In a wider debate about the honours system to the Public Accounts Committee in Parliament, Mulholland said: “If someone has been given something for services to an industry and they then are deemed to have damaged that industry, they should lose it.”
He used Tuppen’s CBE, which he received in 2007 for services to the hospitality industry, as an example.
Mulholland accused Tuppen of paying himself half a million pound bonuses and increasing his pay by 50%, even though Enterprise has been over £3bn in debt.
Mulholland said: “There are many people – including me – who study the pub industry very closely who believe he has done more damage singularly than any other individual in this country to the British pub industry.
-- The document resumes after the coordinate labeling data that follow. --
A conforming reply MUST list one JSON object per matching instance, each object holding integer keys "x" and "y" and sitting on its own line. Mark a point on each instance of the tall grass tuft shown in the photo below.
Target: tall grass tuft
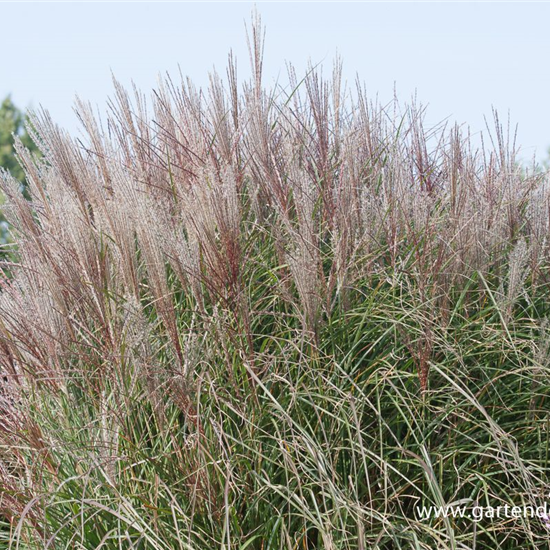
{"x": 266, "y": 318}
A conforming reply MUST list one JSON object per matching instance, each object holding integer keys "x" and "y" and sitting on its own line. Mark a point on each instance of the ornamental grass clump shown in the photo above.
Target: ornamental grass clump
{"x": 267, "y": 318}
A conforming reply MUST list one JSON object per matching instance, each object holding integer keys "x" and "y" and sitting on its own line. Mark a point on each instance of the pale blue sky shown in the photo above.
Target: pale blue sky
{"x": 461, "y": 58}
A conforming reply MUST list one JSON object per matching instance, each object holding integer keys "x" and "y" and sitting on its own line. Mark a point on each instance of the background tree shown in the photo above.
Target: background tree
{"x": 12, "y": 123}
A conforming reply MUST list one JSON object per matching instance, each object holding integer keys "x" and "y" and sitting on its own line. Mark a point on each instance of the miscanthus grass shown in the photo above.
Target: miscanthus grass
{"x": 268, "y": 318}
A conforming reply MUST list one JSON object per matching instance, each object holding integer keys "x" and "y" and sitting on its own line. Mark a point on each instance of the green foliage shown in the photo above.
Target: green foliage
{"x": 12, "y": 123}
{"x": 273, "y": 322}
Should there not be a third criteria to say that where people are deemed to have damaged the very sector they are supposed to have helped, they should forfeit their honours?”
He added: “Very clearly and finally, I absolutely agree giving people like Ted Tuppen an honour brings the honours system into disrepute; he has rewarded himself enormously whilst his companies are failing, his tenants’ businesses are collapsing, families’ lives are being ruined and pubs are closing up and down the country.
“Should there be tighter criteria that say, ‘we will reward you for certain things’ – perhaps not most things, but for certain things – ‘and if you then do things that are an antithesis to that, you will have that honour taken away’, and that then should become an understanding of the system?”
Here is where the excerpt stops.